I am feeling at the end of my rope here, and with a small daughter caught up as an innocent victim of this situaiton, I need advice on what is and isn't acceptable for dealing with an opiate addict who is supposed to be in recovery.
My spouse is an opiate addict... but more accurately, he'll do any drug that he crosses paths with, even if he doesn't know what it is. Anyway... he has been using oxycodon, percocet, and heroin (not intravenously) for 5 years. After he had a run in with some bad drugs, I left. He got on methadone, but was in a foreign country where they do not do methadone maintenace, so then he went to subutex. He started feeling like he needed more and more subutex and the similarity to addiction made him decide to switch back to methadone. The clinic that treats him starts everyone on 30mg a day and only ups your dose every 2nd day and only if you come in withdrawl. Consequently, he is buying methadone on the street to supplement his program.
I am worried because his methadone self-treatment feels a lot like his opiate addiction - meaning, he spends all of his time in the bathroom taking it (I don't know how he takes it, but I know he isn't swallowing pills considering the amount of time he hangs out up there), tracking down supply, and running around picking it up. He is spending a ton of money on this, and because he always has his illicit supply, he has a tendancy to miss his clinic doses, which sets his clinic dose level back to the beginning again...
When I agreed to come back and to put our daughter back into this relationship (after 3 months separated while he was starting treatment after the overdose scenario), it was with the specific agreement that he would be in treatment and not doing illegal drugs. He gets angry that I don't appreciate the fact that he's not doing drugs other than methadone and he feels I am unreasonable to take issue with his need to self-treat as the clinics here make it so difficult to get to an appropriate dosage. He also travels for work, so he is out of town 4 days a week, which really makes the clinic stuff hard and he'll always have 1 day a week where he will never make it to the clinic because he is on a plane during their open hours and lands after the clinic in the other place is already closed.

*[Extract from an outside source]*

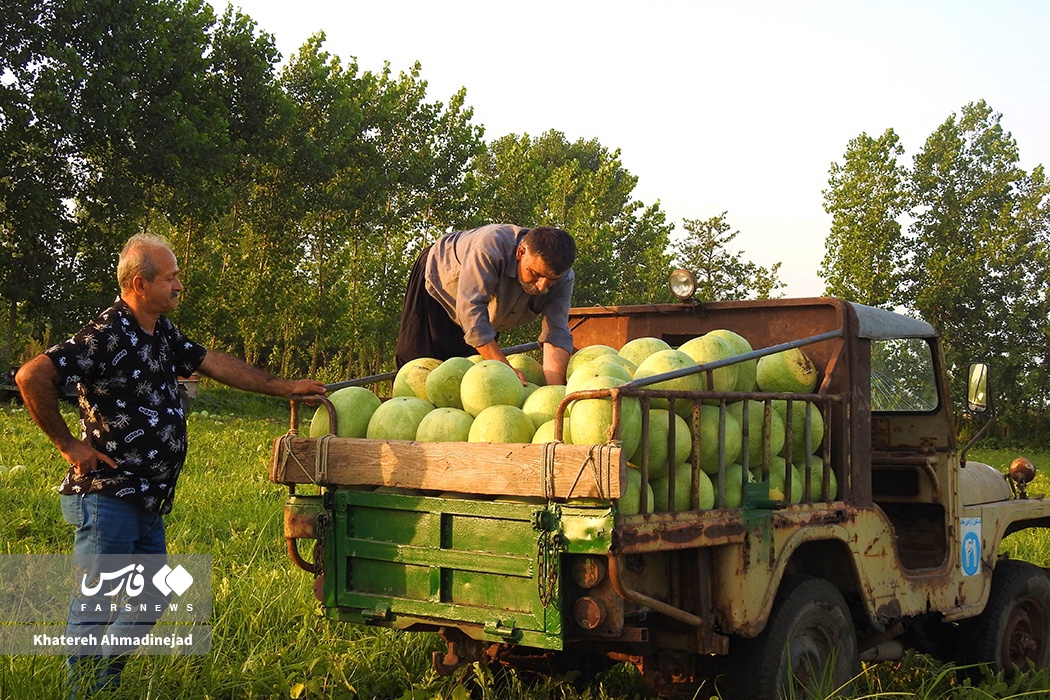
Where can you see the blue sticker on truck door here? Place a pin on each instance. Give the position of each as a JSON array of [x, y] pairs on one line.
[[969, 529]]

I get angry because I feel like he isn't committed to stopping the addict behaviour, drugs are still the centre of our lives, he is still obsessed with avoiding withdrawal, I feel he is often on some kind of high as he acts funny after self-medicating, I don't know how he takes the illicit methadone, but I know it isn't orally as it would be in the clinic, he isn't getting any counselling, we are still constantly broke even though he makes quite a bit of money, his focus and energy are still on drugs, basically... he's on methadone now instead of other opiates, but it still feels like addiction to me and I don't feel this is a good situation for me or my daughter. I am really worried about the effects of staying and leaving will be on her wellbeing.
Am I expecting too much?? Can anyone who has been through methadone treatment shed some light on this? Anyone with a medical background? Anyone with other informed views and experience?
Should I just be happy that he's on methadone and not other stuff, or are my issues justified? I feel like I'm being manipulated in this situation again and that I could very likely spend the NEXT 5 years of my life on hold waiting for him to deal with his methadone issues... He is supposed to be in recovery, but it sure doesn't feel like there is any end in sight. I want a normal life and a normal relationship with someone who isn't obsessed with drugs - illegal or otherwise. IS he fooling us both, or am I being a b*tch?
Thank you for reading such a long post and offering your thoughts!